Six observations on ranking by engagement:

  1. Internet platforms rank content primarily by the predicted probability of engagement. The platform will select for each user the items that are most likely to make the user click, or reply, or retweet, etc.

  2. Ranking by predicted engagement increases user retention. In experiments which compare engagement-ranked feeds to unranked feeds (“chronological” feeds) the users with engagement-ranked feeds consistently show substantially higher long-run retention (DAU) and time-spent. Individual teams often have targets to increase short-run engagement but the most important leadership metric is long-run retention, and leadership would generally be willing to sacrifice significant amounts of engagement in return for small increases in retention.
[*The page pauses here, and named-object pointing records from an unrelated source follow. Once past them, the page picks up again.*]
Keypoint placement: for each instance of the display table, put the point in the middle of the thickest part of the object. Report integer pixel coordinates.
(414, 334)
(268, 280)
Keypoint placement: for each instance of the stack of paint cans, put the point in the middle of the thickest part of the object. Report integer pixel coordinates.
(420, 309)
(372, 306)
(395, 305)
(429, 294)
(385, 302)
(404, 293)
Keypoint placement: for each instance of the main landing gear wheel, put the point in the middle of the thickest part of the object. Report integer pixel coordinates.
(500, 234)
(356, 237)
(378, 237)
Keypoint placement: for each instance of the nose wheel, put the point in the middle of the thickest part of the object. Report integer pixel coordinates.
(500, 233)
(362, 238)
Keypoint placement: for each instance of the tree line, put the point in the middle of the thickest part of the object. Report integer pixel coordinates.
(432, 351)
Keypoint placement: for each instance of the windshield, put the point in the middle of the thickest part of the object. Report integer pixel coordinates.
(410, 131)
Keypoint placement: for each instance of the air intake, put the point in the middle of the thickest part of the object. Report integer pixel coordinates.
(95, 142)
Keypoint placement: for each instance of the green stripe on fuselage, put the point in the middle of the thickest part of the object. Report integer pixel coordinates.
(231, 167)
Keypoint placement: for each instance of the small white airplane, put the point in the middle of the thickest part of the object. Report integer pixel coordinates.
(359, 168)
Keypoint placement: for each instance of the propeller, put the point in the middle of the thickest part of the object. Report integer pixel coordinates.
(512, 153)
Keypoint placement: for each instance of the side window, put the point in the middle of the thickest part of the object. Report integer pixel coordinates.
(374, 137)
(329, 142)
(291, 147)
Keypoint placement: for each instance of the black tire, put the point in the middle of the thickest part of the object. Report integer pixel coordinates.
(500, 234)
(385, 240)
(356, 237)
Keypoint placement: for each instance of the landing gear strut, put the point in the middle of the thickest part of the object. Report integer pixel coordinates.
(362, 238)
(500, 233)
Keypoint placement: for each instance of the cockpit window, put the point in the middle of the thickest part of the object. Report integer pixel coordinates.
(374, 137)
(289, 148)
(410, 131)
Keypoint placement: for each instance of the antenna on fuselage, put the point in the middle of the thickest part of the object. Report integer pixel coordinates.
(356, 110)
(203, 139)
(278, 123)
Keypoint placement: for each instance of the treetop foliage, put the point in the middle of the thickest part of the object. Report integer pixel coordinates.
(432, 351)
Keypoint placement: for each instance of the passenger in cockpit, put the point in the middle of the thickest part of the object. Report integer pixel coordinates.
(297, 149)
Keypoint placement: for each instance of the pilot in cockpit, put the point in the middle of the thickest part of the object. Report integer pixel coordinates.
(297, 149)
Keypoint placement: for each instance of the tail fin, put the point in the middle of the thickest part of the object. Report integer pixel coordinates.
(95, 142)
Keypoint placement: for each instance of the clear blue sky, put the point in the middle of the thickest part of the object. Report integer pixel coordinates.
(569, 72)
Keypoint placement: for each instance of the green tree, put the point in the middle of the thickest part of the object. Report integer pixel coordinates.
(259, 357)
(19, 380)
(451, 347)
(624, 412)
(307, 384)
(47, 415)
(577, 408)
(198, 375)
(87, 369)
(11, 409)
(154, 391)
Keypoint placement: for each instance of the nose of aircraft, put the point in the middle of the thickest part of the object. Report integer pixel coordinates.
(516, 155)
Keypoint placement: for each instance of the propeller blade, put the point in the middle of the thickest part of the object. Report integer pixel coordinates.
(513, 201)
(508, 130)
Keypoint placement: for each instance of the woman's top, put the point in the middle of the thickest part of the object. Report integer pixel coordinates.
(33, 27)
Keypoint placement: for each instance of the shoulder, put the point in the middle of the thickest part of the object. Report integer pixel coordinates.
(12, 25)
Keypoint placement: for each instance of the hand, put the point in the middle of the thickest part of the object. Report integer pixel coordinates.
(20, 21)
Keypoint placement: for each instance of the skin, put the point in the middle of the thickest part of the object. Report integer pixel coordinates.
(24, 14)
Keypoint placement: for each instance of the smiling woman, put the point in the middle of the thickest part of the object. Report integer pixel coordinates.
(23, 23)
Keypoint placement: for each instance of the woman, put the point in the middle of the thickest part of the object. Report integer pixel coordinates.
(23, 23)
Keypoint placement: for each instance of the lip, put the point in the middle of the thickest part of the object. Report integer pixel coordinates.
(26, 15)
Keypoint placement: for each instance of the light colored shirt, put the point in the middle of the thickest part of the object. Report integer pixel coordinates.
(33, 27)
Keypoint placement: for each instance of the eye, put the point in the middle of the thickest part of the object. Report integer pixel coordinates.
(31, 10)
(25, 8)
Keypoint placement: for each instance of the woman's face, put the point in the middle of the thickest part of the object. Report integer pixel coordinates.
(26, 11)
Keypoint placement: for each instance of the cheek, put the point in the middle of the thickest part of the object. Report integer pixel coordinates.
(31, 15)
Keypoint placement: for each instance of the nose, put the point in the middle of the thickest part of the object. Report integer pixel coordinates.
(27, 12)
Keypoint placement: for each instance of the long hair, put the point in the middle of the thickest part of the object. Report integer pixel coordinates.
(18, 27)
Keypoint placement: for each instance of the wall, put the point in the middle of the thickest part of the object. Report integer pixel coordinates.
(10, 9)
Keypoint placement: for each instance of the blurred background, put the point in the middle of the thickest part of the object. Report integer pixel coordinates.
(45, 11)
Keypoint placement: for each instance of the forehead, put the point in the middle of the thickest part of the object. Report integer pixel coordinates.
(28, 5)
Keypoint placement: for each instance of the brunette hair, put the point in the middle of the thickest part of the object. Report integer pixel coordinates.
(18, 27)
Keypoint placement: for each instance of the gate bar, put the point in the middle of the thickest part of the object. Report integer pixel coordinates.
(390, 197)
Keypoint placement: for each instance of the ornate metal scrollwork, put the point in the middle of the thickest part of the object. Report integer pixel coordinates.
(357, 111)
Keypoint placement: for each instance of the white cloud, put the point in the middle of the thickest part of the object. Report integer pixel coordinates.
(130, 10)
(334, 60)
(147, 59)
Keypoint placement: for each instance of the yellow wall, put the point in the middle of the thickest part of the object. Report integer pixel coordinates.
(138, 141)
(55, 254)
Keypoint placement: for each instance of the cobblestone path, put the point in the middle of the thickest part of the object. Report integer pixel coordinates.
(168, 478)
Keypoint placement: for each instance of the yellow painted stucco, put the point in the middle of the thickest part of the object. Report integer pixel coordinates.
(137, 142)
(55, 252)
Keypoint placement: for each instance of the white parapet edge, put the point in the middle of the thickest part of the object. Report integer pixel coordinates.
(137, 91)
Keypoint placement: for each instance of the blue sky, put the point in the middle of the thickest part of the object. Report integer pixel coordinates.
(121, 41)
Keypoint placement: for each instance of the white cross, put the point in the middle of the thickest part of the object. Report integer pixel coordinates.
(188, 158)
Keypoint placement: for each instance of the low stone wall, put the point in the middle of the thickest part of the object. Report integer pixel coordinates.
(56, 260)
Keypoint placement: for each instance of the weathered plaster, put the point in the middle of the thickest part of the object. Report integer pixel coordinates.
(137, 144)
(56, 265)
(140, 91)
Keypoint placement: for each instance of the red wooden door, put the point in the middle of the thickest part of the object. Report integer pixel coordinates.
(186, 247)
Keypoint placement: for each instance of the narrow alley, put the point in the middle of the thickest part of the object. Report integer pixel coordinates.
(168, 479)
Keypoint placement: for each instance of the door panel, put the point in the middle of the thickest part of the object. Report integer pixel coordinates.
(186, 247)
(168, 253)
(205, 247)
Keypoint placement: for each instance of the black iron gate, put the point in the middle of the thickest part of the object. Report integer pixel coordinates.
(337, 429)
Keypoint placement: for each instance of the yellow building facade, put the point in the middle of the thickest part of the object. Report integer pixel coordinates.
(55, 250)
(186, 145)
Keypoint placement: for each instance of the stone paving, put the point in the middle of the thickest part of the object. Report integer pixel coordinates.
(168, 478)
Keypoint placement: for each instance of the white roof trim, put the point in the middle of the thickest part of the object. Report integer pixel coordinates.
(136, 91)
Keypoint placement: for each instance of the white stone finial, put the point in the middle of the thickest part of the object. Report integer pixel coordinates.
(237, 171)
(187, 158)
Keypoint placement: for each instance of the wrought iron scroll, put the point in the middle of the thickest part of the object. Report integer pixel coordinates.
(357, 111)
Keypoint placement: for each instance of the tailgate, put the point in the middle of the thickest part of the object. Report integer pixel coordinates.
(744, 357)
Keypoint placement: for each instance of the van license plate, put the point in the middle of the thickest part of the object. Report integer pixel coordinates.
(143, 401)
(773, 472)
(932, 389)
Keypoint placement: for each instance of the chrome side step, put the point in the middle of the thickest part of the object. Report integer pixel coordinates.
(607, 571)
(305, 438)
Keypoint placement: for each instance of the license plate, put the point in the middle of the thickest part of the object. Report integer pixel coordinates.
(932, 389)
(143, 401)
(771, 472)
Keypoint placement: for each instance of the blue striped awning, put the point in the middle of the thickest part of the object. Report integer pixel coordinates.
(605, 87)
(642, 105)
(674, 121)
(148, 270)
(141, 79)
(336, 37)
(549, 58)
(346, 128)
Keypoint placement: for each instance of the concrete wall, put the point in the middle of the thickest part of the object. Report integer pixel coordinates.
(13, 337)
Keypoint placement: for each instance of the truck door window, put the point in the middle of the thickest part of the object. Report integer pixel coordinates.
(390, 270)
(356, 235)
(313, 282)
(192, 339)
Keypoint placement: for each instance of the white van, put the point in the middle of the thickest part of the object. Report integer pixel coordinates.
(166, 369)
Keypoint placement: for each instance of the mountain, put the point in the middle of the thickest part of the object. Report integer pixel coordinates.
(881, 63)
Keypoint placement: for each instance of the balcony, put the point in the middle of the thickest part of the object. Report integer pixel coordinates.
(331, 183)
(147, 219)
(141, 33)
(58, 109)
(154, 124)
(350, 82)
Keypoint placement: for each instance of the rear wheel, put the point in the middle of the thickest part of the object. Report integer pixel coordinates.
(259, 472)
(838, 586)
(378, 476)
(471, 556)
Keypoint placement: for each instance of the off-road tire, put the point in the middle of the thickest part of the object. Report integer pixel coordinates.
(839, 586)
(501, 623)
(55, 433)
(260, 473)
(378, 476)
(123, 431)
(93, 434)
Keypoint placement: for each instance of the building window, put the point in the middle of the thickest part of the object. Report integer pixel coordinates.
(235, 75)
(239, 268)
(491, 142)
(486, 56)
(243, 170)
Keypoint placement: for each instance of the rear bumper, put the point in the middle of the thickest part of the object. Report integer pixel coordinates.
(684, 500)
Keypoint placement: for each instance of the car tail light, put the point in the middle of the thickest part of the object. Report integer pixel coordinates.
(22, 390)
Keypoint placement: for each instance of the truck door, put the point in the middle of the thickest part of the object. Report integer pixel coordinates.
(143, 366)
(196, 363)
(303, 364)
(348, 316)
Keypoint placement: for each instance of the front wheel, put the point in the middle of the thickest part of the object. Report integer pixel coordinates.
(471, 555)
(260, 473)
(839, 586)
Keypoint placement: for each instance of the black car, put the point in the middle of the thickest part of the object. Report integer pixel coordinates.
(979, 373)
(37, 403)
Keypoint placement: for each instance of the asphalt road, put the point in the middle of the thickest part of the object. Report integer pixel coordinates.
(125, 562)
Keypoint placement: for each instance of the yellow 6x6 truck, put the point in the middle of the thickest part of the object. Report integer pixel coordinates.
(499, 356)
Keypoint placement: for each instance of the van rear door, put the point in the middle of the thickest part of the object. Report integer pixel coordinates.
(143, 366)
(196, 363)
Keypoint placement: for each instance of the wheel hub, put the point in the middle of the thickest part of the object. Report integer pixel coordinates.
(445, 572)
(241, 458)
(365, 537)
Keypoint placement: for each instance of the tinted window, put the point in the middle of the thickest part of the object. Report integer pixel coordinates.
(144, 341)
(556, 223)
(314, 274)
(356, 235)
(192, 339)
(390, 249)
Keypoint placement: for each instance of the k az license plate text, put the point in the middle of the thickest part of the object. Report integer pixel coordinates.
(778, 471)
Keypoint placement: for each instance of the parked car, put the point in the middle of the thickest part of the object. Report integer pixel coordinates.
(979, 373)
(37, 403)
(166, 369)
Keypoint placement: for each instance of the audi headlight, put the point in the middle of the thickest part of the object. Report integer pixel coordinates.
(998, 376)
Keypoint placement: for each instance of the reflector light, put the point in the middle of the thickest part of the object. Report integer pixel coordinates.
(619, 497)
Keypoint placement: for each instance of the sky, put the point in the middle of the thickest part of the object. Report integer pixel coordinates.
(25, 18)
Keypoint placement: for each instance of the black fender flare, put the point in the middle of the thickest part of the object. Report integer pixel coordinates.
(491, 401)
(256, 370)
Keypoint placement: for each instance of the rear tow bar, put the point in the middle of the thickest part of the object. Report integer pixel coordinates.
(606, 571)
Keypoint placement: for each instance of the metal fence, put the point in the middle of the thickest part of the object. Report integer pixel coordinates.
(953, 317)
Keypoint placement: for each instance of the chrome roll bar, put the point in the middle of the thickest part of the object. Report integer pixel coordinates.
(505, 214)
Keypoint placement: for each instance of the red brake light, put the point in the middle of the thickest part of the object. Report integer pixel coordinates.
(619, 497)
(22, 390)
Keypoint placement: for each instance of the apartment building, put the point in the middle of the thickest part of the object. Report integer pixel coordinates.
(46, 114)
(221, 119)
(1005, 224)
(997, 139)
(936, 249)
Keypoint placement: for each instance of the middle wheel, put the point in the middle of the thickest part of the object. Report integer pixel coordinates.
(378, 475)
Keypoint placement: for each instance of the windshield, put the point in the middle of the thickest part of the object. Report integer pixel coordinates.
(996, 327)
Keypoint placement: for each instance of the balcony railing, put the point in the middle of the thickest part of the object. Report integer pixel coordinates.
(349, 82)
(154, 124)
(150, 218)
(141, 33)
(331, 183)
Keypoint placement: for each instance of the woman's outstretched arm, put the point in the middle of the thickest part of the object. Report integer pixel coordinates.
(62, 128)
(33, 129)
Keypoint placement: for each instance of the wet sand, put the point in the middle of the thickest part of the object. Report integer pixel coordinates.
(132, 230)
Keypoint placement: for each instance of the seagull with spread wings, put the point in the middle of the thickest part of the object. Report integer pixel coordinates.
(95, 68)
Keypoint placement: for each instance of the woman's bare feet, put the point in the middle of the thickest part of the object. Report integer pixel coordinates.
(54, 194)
  3. Engagement is negatively related to quality. The most-engaged-with content on many platforms is often objectively low quality: it’s full of clickbait, spam, scams, misleading headlines, and misinformation. Platforms have found that they can increase retention further by combining engagement predictions with “quality” predictions – using classifiers or proxies to identify content that is engaging but delivers a poor experience to users.

  4. Sensitive content is often both engaging and retentive. Nudity, bad language, hate speech, and partisan speech (“sensitive” content) are often amplified by engagement-ranked feeds, but unlike low-quality content they typically attract users rather than repel them, i.e. they increase retention.

  5. Sensitive content is often both engaging and preferred by users. Platforms have tried out many experiments with asking users directly for their preferences over content. The results have been mixed, and platforms have often been disappointed to find that users express fairly positive attitudes towards content that the platform considers sensitive.

  6. Platforms don’t want sensitive content but don’t want to be seen to be removing it. Having controversial or harmful content attracts negative attention from the media, advertisers, app stores, politicians, regulators, and platform employees and investors. But platforms are also liable to get negative attention when they make substantive judgments about the sensitivity of content, especially when it has some political aspect. As a consequence platforms target sensitive content indirectly, when possible, using other proxies which correlate with the sensitivity, and they prefer to justify their decisions by appealing to user retention or user preference.

In an appendix I formalize the argument. I show that all these observations can be expressed as covariances between different properties of content, e.g. between the retentiveness, predicted engagement rates, and other measures of content quality. From those covariances we can derive Pareto frontiers and visualize how platforms are trading-off between different outcomes.